Changes to the MLA documentation system
15 September 2009
The online writing lab at Purdue University summarizes the most important changes this way:
- No More Underlining! Underlining is no more. MLA now recommends italicizing titles of independently published works (books, periodicals, films, etc).
- No More URLs! While website entries will still include authors, article names, and website names, when available, MLA no longer requires URLs. Writers are, however, encouraged to provide a URL if the citation information does not lead readers to easily find the source.
- Continuous Pagination? Who Cares? You no longer have to worry about whether scholarly publications employ continuous pagination or not. For all such entries, both volume and issue numbers are required, regardless of pagination.
- Publication Medium. Every entry receives a medium of publication marker. Most entries will be listed as Print or Web, but other possibilities include Performance, DVD, or TV. Most of these markers will appear at the end of entries; however, markers for Web sources are followed by the date of access.
- New Abbreviations. Many web source entries now require a publisher name, a date of publication, and/or page numbers. When no publisher name appears on the website, write N.p. for no publisher given. When sites omit a date of publication, write n.d. for no date. For online journals that appear only online (no print version) or on databases that do not provide pagination, write n. pag. for no pagination.
Some examples can be found by scrolling down here. “Son of Citation Machine” seems to have kept up with these changes, but be sure to use the correct documentation system and the correct type of source.
English 3510 readings . . .
12 September 2009
will be posted in links to the right, by title. I may group them together as the semester continues. The first is “The Cultural Dynamics of American Puritanism” by David M. Robinson.
Contact zones and transculturation
03 September 2009
English 3510
Contact zones and transculturation
(from American Passages)
Has Pablo Tac written an example of transculturation? What evidence from his text might defend that idea?
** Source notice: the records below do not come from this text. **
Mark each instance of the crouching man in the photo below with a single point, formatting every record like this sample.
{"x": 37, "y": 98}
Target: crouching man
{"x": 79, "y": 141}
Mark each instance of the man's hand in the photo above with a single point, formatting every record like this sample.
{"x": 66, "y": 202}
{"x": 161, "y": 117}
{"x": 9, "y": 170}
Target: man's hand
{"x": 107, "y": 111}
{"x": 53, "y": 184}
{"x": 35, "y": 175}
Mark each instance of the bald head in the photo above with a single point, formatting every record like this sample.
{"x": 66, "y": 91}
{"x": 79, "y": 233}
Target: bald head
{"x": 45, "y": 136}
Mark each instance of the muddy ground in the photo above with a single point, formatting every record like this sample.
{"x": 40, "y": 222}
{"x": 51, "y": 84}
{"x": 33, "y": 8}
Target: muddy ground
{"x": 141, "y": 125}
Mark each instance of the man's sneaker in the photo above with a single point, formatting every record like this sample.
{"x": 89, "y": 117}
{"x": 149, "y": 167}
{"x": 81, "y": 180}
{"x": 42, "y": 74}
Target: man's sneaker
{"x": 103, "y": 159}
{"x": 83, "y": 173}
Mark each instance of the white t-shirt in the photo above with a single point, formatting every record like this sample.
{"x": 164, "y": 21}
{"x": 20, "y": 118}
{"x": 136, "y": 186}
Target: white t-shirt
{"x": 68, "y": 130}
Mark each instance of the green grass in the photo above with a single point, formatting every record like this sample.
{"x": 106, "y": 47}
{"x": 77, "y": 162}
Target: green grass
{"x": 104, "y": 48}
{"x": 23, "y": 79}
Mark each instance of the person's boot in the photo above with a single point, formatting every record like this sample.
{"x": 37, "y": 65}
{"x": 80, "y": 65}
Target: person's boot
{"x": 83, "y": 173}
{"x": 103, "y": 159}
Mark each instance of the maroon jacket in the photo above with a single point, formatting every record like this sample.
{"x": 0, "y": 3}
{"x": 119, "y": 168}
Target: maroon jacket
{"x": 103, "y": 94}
Transculturation: A term coined by Cuban anthropologist Fernando Ortiz that refers to a process in which “members of subordinated or marginal groups select and invent from materials transmitted by a dominant culture.” Transculturation emphasizes the agency involved in cultural change, as well as the loss that accompanies cultural acquisition. In these ways, “transculturation” differs from the older terms “assimilation” and “acculturation,” which emphasize a more one-way transmission of culture from the colonizer to the colonized, from the dominant to the marginalized.
Contact zone: Term coined by scholar Mary Louise Pratt to describe the space of meeting between two cultures that had previously been separated geographically and historically. As Pratt putts it, a contact zone is an area in which previously separated peoples “come into contact with each other and establish ongoing relations, usually involving conditions of coercion, radical inequality, and intractable conflict.” Although unequal power relations characterized contact zones in the New World, with Europeans usually asserting dominance over native peoples, contact is never a one-way phenomenon. The interactive, improvisational nature of contact necessarily creates subjects who are impacted by relations with one another within mutually constituted experience.
Are there examples from our reading of contact as a two-way phenomenon?